PerseusDL / canonical-greekLit

XML Canonical resources for Greek Literature
https://scaife.perseus.org
Creative Commons Attribution Share Alike 4.0 International
102 stars 95 forks source link

Unicode consistency #1412

Open gcelano opened 1 year ago

gcelano commented 1 year ago

There are a few texts (see below) whose Greek does not correspond to their normalized form ("NFC"). In many cases, for example, similar characters come either from the Unicode block "Greek Extended" or from the Unicode block "Greek and Coptic" (usually without being possible to distinguish them visually). I'm wondering whether one may want to check (future) texts for Unicode normalization before adding them to the repository. This discrepancy can potentially harm further automatic processing of the texts. (This is a short script that could handle this issue, if needed)

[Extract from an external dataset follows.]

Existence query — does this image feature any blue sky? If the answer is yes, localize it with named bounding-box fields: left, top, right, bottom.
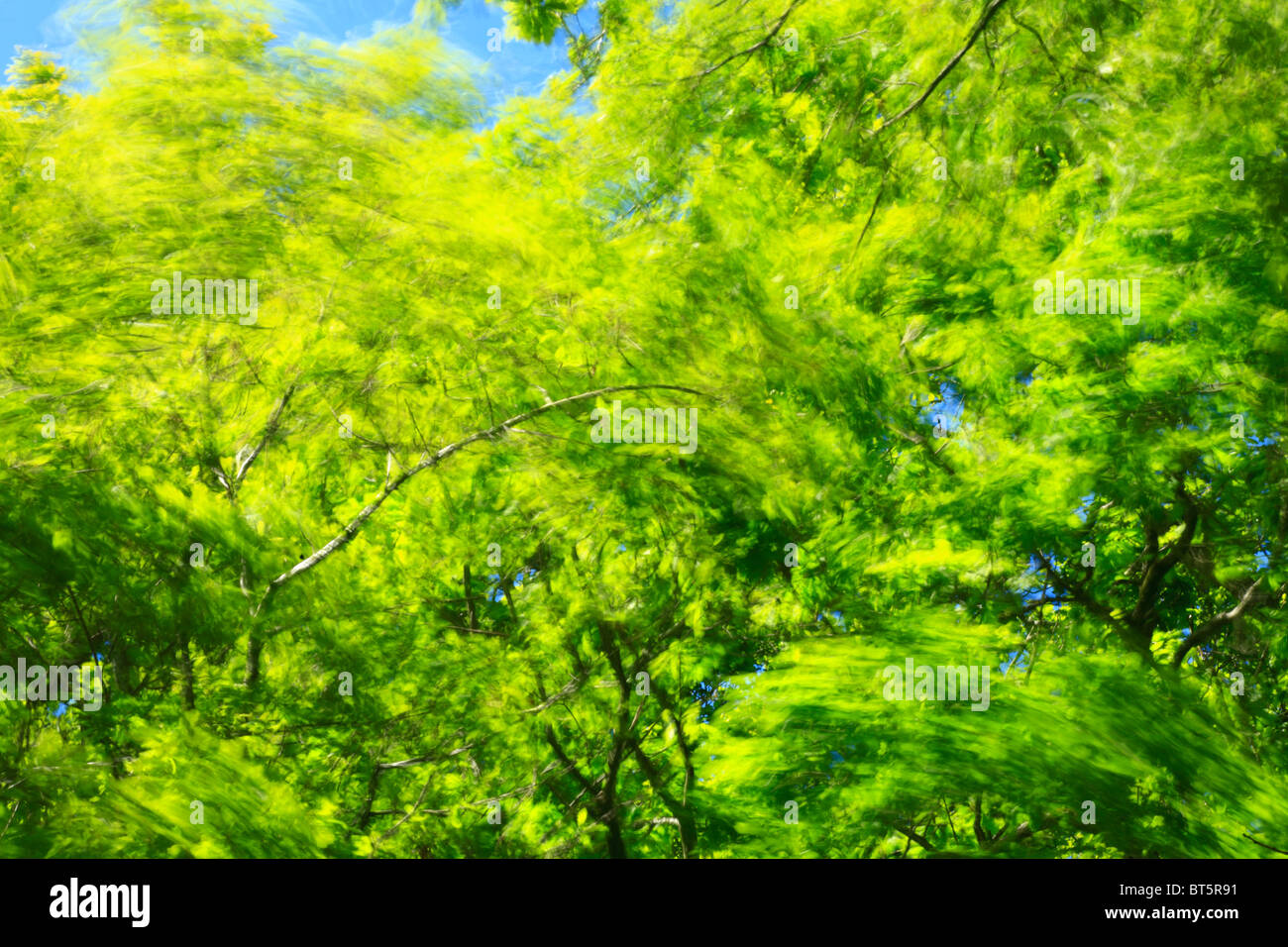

(partial list based on an older release)

tlg0033.tlg003.perseus-grc2/tlg0033.tlg003.perseus-grc2.xml tlg3135.tlg001.opp-grc3/tlg3135.tlg001.opp-grc3.xml tlg0031.tlg027.perseus-grc2/tlg0031.tlg027.perseus-grc2.xml tlg0011.tlg002.perseus-grc2/tlg0011.tlg002.perseus-grc2.xml tlg0008.tlg001.perseus-grc4/tlg0008.tlg001.perseus-grc4.xml tlg0551.tlg009.perseus-grc2/tlg0551.tlg009.perseus-grc2.xml tlg0086.tlg034.digicorpus-grc1/tlg0086.tlg034.digicorpus-grc1.xml tlg0551.tlg014.perseus-grc2/tlg0551.tlg014.perseus-grc2.xml tlg0033.tlg002.perseus-grc2/tlg0033.tlg002.perseus-grc2.xml tlg0090.tlg001.opp-grc1/tlg0090.tlg001.opp-grc1.xml

gregorycrane commented 1 month ago

I have addressed the particular issue with using precomposed Greek for Aristotle's Poetics. I ran the conversion over the whole file. The results are stored here:

https://github.com/gregorycrane/Poetics2.0/blob/main/grc/tlg0086.tlg034.digicorpus-grc2.xml

I think it more efficient if @lcerrato and/or @AlisonBabeu check this file for any obvious issues (it parses and seems fine to me) and then use this to replace the current file.